The expansion of Florida’s “don’t say gay laws” and other anti-LGBTQ bills which ban instruction about sexual orientation and gender identity in education are leading to the banning of books, films, and other artistic expressions. Violence and the threat of it has caused companies like Target to take Pride promoting clothing and other items off their shelves, and a beer company to cancel a promotion to trans customers and apologize to their delivery people who have faced negative incidents.
But neither grief nor fear nor wishes for a return to a simpler time, nor laws that ban books or courses will succeed in shutting down a growing reality. According to Gallup, the percentage of people who identify as something other than heterosexual has doubled in the last 10 years from 3.5 percent in 2012 to 7.1 percent in 2022. And 21% of the youngest adults 18 to 25, Generation Z, identify as LGBTQ, particularly bisexual, which almost doubles the proportion of Millennials, the group that is just ahead of them who are 26 to 41 years old.

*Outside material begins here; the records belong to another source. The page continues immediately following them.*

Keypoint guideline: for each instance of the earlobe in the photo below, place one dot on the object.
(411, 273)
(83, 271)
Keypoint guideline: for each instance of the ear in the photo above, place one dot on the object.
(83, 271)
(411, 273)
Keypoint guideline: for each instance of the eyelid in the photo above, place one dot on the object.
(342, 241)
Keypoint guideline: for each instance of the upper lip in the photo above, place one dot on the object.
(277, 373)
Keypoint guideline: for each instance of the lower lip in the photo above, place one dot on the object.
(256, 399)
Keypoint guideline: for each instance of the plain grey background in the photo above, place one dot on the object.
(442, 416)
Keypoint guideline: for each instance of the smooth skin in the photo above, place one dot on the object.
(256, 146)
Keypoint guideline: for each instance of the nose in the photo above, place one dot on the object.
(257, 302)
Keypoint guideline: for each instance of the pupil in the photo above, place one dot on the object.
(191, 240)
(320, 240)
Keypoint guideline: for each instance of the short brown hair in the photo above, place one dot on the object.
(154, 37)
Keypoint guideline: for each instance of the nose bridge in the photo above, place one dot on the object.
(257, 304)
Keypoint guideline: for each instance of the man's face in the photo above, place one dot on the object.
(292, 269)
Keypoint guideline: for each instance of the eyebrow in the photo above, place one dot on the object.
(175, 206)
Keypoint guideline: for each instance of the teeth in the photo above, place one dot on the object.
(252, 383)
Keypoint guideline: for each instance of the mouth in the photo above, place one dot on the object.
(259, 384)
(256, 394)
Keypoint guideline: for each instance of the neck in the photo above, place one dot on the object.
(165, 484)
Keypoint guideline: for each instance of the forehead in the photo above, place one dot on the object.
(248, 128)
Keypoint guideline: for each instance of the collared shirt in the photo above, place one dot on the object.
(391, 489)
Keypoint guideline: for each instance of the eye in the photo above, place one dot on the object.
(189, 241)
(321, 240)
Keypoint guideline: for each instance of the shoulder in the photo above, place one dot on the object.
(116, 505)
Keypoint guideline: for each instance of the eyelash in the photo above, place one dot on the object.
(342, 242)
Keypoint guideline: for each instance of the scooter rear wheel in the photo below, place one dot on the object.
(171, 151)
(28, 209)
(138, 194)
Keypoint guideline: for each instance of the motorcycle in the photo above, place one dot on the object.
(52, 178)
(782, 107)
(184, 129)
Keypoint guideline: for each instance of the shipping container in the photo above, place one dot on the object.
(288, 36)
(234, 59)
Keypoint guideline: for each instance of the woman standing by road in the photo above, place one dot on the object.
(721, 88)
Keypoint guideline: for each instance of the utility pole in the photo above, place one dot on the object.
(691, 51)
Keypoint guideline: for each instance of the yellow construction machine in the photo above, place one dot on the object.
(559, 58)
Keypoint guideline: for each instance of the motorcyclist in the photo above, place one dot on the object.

So, what can therapists, teachers, and parents do for our children in this time of rapid social change, that will not confuse them or stigmatize people who are different from the established norms of sexual orientation or gender identity?
- Deal with the grief of our own unrealistic expectations that we can protect our children from anything that will influence them in a direction away from our own expectations of who we want them to become.
- Encourage learning about and acceptance of differences, not only about gender and sexual orientation, but many other differences such as race, religion, and cultural practices. Curiosity doesn’t have to mean adoption.
- Be encouraged that, once you and your children know a neighbor, a co-worker, a politician, a movie star, or sports figure who identifies as LGBTQ, it will generate an attitude of acceptance or encourage an attitude of “live and let live” to grow.